- Bu hoşnutluk, bu ağrı ve sızılardan uzaklık, bu katlanılabilecek, bu yılgın günler güzel şeylerdir doğrusu; öyle günler ki, ne ağrı sızılar ne sevinçler, seslerini fazla çıkarmayı göze alabilir, her şey fısıldayarak konuşur ve ayak parmakları üzerinde bir gölge gibi devinir usulcacık.
- Ama gerektiğinde ağrı ve sızılar, kendine yol yaparak başka iklimlere kaçıp sığınmaktan kendimi alamıyorum.
- Yazıklanacak bir şey yoktu, geçip gitmiş hiçbir şeye yazıklanmamak gerekiyordu.
- Mutlu acılar çektim, bundan böyle dünyada hiçbir şeye karşı kendimi savunmaz oldum, bundan böyle hiçbir şeyden korkup çekinmedim, peki dedim her şeye, gönlümün kapılarını her şeye açtım.
- "Bizim gibiler belki sevemez. Çocuk insanlar yapabilir bunu; bu, onların gizidir."
- Ve doğrusu dünya haklıysa, kafeteryalardaki bu müzik, bu kitlesel eğlenmeler, az şeyle yetinen bu Amerikalaşmış insanlar haklıysalar, o zaman ben haksızım demektir, o zaman kaçık biriyim ben, o zaman sık sık kendime verdiğim isimle bir bozkırkurduyum, yolunu şaşırıp yabancı ve anlaşılmaz bir dünyada gözünü açan bir hayvanım, eski vatanın havası yiyeceği elinden çıkıp gitmiş bir hayvan.
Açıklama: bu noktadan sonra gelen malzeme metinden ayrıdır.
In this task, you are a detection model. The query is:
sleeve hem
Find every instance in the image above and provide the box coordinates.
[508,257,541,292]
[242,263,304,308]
- Bu tanrısal küçük ezgi ruhuma kök saldığına ve gün gelip o göz alıcı renkleriyle nazlı çiçeğimi içimde açtırdığına göre, büsbütün mahvolmuş sayılabilir miydim? Yolunu şaşırmış, bulunduğu çevreye akıl erdiremeyen bir hayvan da olsam, içimde bir şey vardı yanıt veren, uzaktaki ve yüksekteki dünyaların yolladığı çağrıları alan bir şey vardı, beynimde binlerce görüntü üst üste yığılmış duruyordu.
- Kim yaşamının kalıntıları üzerinde uçup gitmekte olan anlamın peşine düştü, saçma görünen şeylere katlandı, kaçıkça görünen şeyleri yaşadı?
- Bir dost sıcaklığının gerçekleşmeyecek özlemiyle kendi kendimi kahredip durmam gülünçtü.
- Yalnızlık bağımsızlıktır, yalnızlığı arzulamış, uzun yıllar içinde onu ele geçirmiştim. Soğuktu bu yalnızlık, orası öyle, ama sessizdi, yıldızların içinde dolanıp durduğu uzay gibi harikulade sessiz ve büyük.